Saturday, May 6, 2017

Guiuan Mayor Speaks at the 2017 ADB Annual Meeting in Japan

Please click this link to go to the original (source article) at the ADB website:
Building Prosperity in a Changing Asia and the Pacific—Future Role of the Japan Fund for Poverty Reduction | Asian Development Bank:

Seminar Summary
For 17 years, the Japan Fund for Poverty Reduction (JFPR) has uniquely contributed to poverty reduction and socioeconomic development through project grants and technical assistance. The Government of Japan has contributed $788 million for almost 400 projects in 32 ADB developing member countries (DMCs). The seminar shared how JFPR helped the most vulnerable groups living in poverty, and discussed the fund’s future direction.
In his opening, Masashi Tanabe highlighted 3 key features of JFPR: targeting underserved and the most vulnerable people; support for a wide range of sectors and themes; and great emphasis on innovative and catalytic approaches. A presentation of results from the ongoing JFPR evaluation highlighted two additional features: community-centered approaches, and complementarity with ADB loans.

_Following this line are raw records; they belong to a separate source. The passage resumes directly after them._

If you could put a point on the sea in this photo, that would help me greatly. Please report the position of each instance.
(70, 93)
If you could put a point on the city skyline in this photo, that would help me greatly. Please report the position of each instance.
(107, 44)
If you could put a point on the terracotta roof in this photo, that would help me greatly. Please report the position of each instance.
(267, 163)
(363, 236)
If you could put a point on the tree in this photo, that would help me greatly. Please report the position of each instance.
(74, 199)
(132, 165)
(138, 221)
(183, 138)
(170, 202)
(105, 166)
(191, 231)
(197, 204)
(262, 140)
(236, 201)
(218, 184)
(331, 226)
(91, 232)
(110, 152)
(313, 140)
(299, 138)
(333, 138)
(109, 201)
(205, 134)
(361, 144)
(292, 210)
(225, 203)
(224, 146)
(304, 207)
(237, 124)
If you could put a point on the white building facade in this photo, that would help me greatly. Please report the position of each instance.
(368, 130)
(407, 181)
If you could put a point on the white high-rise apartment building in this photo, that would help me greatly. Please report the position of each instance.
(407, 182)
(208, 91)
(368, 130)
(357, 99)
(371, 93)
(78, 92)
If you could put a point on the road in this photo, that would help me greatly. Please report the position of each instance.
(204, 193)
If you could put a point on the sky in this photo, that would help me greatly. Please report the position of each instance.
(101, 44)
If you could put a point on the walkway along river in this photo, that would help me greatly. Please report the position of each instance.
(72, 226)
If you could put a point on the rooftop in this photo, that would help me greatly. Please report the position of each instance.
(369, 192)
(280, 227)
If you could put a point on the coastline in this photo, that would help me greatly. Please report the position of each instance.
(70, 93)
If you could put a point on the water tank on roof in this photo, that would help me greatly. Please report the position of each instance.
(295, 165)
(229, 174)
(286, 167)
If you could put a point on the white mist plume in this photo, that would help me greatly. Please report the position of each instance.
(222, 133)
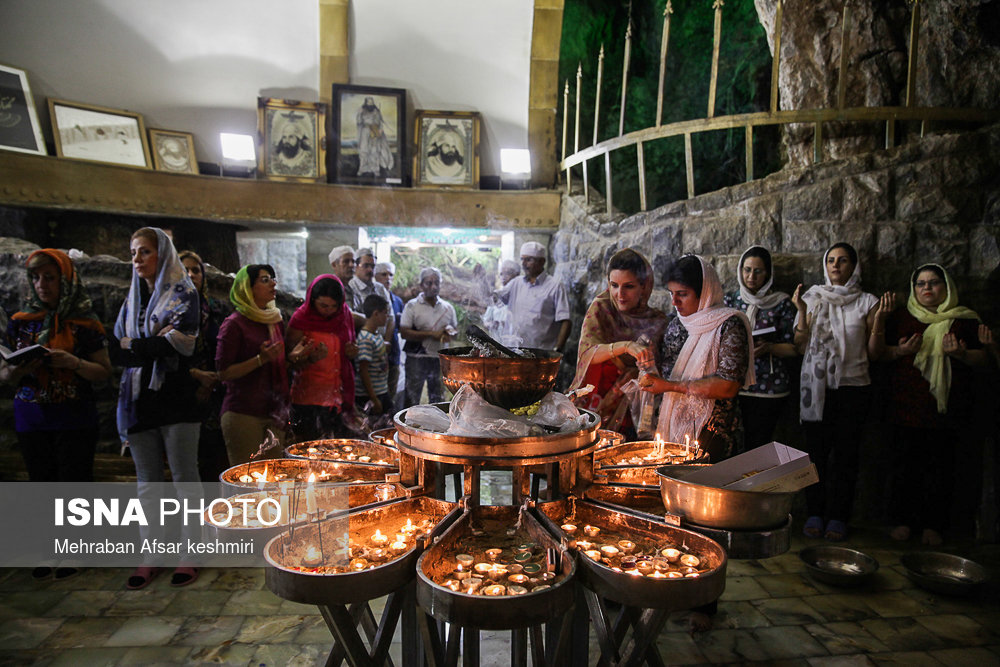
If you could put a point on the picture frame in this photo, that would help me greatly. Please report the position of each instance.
(292, 138)
(99, 134)
(368, 126)
(19, 127)
(173, 151)
(447, 149)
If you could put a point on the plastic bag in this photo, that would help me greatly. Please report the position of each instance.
(557, 411)
(428, 418)
(471, 415)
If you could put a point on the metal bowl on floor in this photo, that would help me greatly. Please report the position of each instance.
(509, 383)
(838, 566)
(944, 573)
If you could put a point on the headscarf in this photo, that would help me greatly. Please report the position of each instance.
(74, 307)
(827, 347)
(931, 360)
(173, 302)
(306, 318)
(241, 294)
(682, 414)
(604, 324)
(760, 300)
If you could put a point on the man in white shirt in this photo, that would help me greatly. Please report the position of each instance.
(427, 324)
(539, 306)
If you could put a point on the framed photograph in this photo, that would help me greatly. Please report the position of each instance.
(293, 139)
(19, 128)
(368, 125)
(99, 134)
(173, 151)
(447, 149)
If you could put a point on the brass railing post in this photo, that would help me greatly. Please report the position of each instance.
(664, 42)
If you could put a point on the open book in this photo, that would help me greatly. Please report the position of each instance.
(23, 355)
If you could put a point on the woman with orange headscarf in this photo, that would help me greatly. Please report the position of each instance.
(55, 410)
(610, 340)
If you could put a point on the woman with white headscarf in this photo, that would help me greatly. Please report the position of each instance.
(835, 389)
(706, 359)
(772, 318)
(930, 395)
(158, 413)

A panel—comprising representatives from academia, local government, civil society, and a project implementing agency—emphasized JFPR’s direct, lasting support to people as its unique strength and comparative advantage. Examples discussed included the restoration of livelihoods to Filipino people affected by the devastation of Typhoon Haiyan. In Mongolia, JFPR was instrumental in creating an innovative Medicard program that ensured free health services and medicines for the poorest and most vulnerable during the financial crisis, in addition to securing nutrition through a food stamp program. In Bhutan JFPR helped establish effective partnerships between government, NGOs, and private sector to empower vulnerable women and girls.

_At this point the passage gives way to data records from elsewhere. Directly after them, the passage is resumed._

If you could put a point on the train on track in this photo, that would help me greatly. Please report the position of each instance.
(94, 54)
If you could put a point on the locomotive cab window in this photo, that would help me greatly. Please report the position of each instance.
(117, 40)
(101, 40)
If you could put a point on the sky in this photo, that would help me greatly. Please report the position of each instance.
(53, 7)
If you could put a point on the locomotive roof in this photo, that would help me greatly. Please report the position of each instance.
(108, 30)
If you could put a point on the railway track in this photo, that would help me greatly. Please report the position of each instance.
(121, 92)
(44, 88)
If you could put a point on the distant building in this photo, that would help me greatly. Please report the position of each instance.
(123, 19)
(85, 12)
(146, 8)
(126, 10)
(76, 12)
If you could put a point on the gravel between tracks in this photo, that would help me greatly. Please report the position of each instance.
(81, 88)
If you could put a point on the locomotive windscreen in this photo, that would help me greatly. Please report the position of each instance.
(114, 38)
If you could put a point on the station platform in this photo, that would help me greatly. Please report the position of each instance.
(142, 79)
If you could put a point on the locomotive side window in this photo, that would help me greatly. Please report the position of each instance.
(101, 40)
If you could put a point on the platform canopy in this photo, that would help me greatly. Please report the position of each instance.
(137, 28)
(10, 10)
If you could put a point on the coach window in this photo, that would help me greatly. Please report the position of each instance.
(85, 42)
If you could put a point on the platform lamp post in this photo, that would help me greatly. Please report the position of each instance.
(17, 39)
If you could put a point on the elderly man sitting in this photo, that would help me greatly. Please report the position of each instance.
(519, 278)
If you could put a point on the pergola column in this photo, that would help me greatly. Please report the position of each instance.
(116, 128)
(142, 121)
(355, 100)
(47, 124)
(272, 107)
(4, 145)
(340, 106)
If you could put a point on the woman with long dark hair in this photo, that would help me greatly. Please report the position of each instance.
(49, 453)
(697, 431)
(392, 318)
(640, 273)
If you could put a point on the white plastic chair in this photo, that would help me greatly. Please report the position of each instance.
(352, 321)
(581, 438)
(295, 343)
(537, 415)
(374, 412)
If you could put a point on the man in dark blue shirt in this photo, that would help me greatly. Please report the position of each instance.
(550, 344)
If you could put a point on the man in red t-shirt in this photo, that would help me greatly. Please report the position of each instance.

The panel concluded that JFPR remains as relevant as ever for tackling current and emerging development challenges, recommending a focus on resilience, climate change, and aging society, in the context of transition to middle income country status. Scalability of innovative approaches should be further entrenched by securing government ownership, integration with national programs, partnering with donors, and systematic attention to dovetailing JFPR with other ADB operations. There is a wealth of knowledge that can be systematically harvested from JFPR operations and shared across DMCs.